A member of our faculty since 1994, Professor Valenzuela holds appointments in the César E. Chávez Department for Chicana/o and Central American Studies and Labor Studies in the UCLA College Division of Social Sciences and in the Department of Urban Planning at the Luskin School of Public Affairs. He has held several administrative leadership positions including chairing Chicana/o and Central American studies for six years, and directing the Center for the Study of Urban Poverty. Professor Valenzuela recently stepped down as special advisor to the chancellor on immigration policy after working with the chancellor and an advisory council to safeguard and enhance student success among immigrant, undocumented and international students.
As director of UCLA’s Institute for Research on Labor and Employment (IRLE) for the past six years, he oversaw multiple units: labor studies, the Labor Center, the Labor Occupational Safety and Health Program (LOSH) and the Human Resources Round Table (HARRT), which are dedicated to advancing research, teaching and service on labor and employment issues in Los Angeles and beyond. Under his leadership, the Labor Center and LOSH have generated millions in extramural research grants and contracts. The IRLE also launched the labor studies major for undergraduates in fall of 2019, the first of its kind at the UC and a program that continues to surpass yearly enrollment goals.
Professor Valenzuela worked closely with campus and Labor Center leadership in the purchase, naming and current renovation of the Labor Center’s building located in downtown Los Angeles. In late 2021, the historic building was named in honor of labor and civil rights icon and UCLA Medal recipient, Reverend James Lawson Jr.
During UCLA’s Centennial Celebration, he led UCLA: Our Stories, Our Impact, an effort to recognize and uplift alumni of color who have dedicated their work to social justice and change. As a traveling exhibit, the project engaged the campus’s ethnic studies centers, UCLA community schools and local organizations.
Known as a leading national expert, Professor Valenzuela continues to frame national public and policy conversations on immigrant and low-wage workers. He has published numerous articles and reports on immigrant settlement, labor market outcomes, urban poverty and inequality. He earned his B.A. from UC Berkeley and his master’s and Ph.D. in city planning from the Massachusetts Institute of Technology.

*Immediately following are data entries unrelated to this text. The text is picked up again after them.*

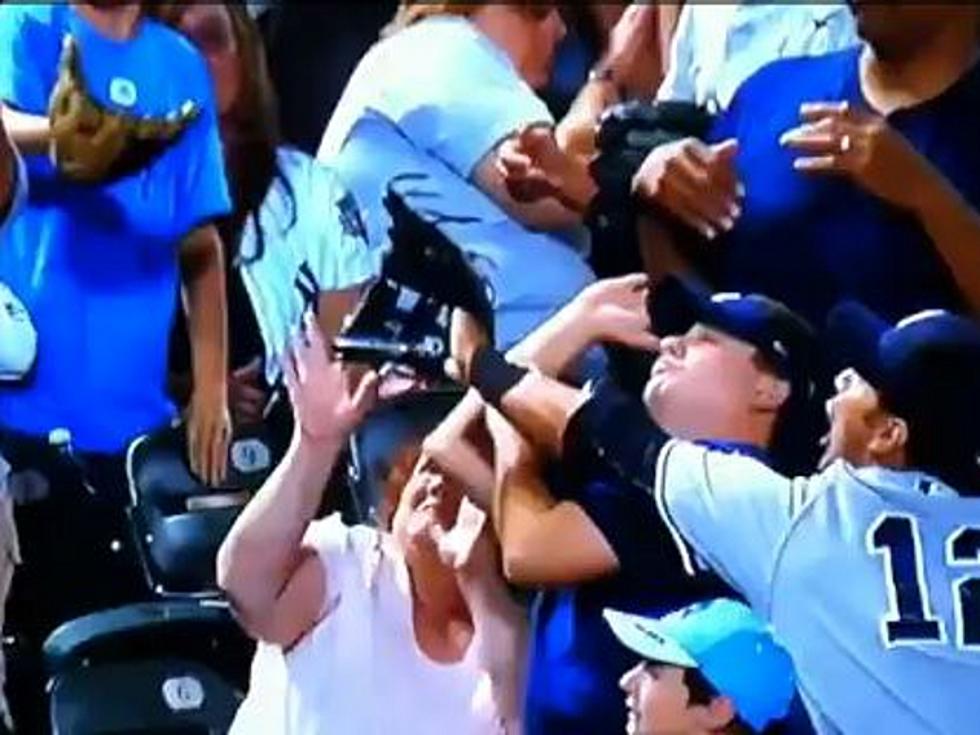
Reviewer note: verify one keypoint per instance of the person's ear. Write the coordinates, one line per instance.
(719, 714)
(771, 393)
(890, 437)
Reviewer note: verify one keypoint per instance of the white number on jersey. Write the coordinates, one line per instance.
(910, 619)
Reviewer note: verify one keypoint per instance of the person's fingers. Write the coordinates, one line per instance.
(249, 371)
(726, 150)
(694, 198)
(681, 209)
(820, 164)
(816, 111)
(631, 282)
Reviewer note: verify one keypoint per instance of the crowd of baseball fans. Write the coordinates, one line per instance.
(710, 235)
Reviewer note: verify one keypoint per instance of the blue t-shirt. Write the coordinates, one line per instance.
(575, 660)
(97, 265)
(811, 240)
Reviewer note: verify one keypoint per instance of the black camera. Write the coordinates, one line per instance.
(404, 317)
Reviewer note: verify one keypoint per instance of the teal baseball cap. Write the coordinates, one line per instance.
(729, 644)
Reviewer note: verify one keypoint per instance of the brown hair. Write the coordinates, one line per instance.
(251, 162)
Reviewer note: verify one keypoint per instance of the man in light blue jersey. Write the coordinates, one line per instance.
(869, 571)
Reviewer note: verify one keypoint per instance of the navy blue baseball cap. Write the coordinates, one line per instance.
(926, 370)
(731, 647)
(785, 339)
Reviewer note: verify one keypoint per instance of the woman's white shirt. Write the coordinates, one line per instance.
(359, 670)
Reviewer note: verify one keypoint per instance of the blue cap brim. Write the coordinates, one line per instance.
(647, 638)
(853, 339)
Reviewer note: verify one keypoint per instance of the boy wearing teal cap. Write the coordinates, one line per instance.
(709, 668)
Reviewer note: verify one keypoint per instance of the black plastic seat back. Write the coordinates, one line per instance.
(403, 421)
(149, 697)
(179, 521)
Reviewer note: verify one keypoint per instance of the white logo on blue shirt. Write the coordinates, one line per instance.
(122, 91)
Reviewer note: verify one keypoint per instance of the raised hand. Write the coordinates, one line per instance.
(466, 336)
(616, 309)
(694, 182)
(246, 398)
(327, 404)
(534, 167)
(209, 432)
(838, 139)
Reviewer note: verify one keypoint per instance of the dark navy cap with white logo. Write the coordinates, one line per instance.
(926, 370)
(785, 339)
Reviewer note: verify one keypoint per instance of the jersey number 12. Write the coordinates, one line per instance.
(910, 618)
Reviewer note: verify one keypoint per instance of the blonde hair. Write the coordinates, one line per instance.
(412, 11)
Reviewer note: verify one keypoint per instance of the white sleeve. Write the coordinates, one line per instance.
(339, 253)
(342, 551)
(678, 84)
(730, 510)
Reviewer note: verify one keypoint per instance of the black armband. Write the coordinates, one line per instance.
(493, 376)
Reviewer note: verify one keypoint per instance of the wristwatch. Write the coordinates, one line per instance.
(603, 73)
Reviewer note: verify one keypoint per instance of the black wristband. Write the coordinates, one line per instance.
(493, 376)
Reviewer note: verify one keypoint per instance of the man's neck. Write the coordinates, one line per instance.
(116, 21)
(743, 431)
(436, 591)
(892, 81)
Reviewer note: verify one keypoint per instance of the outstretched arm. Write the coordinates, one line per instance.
(543, 408)
(543, 541)
(274, 582)
(10, 175)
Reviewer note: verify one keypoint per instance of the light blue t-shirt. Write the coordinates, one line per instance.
(97, 265)
(423, 108)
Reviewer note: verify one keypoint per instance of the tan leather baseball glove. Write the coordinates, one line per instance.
(92, 143)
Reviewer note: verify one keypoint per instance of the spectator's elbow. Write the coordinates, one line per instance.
(519, 559)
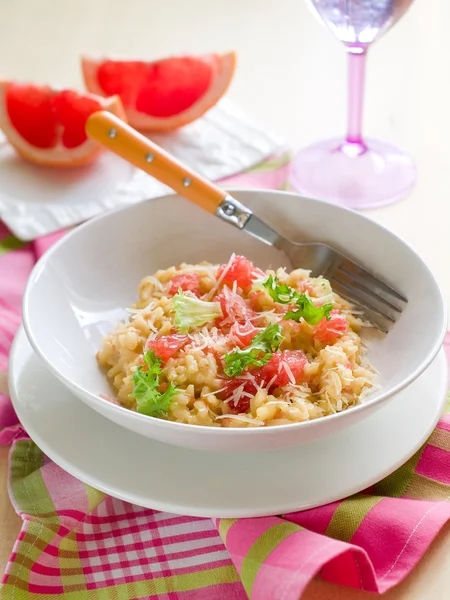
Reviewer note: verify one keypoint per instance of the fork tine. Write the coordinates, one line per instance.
(376, 316)
(370, 280)
(353, 281)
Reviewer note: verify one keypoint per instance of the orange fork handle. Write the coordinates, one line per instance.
(112, 133)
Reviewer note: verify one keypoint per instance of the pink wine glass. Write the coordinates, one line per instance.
(354, 172)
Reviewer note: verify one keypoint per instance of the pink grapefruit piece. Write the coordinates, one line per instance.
(165, 94)
(47, 126)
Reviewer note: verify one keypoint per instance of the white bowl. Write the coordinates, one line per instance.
(79, 289)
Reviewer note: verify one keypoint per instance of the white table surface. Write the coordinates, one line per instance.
(292, 76)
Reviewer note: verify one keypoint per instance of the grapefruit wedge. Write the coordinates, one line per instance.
(164, 94)
(46, 126)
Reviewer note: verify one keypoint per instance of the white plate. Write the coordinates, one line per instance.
(164, 477)
(35, 201)
(91, 275)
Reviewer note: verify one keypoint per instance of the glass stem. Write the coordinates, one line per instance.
(356, 73)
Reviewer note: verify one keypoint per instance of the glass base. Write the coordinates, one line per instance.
(352, 174)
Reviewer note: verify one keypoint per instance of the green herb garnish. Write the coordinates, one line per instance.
(258, 353)
(191, 312)
(149, 400)
(304, 307)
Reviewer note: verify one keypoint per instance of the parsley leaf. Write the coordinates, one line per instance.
(192, 312)
(149, 400)
(309, 311)
(304, 307)
(266, 341)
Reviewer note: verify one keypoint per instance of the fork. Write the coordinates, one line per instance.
(380, 303)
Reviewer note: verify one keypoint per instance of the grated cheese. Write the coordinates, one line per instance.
(241, 418)
(213, 291)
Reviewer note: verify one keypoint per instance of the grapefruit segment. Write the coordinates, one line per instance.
(47, 126)
(164, 94)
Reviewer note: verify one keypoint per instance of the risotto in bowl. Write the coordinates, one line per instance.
(178, 327)
(232, 345)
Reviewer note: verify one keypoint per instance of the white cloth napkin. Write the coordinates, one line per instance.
(35, 201)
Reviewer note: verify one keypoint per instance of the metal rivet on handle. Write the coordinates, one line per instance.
(229, 209)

Given his experience in numerous leadership roles across campus and the UC, and his passion to leverage social science to better understand and lead positive change, I am confident Professor Valenzuela will provide effective leadership and continue the division’s momentum during this period of transition. I hope you will join me in wishing outgoing dean Darnell Hunt the very best as UCLA’s next EVCP, and in thanking Professor Valenzuela for stepping into this leadership role.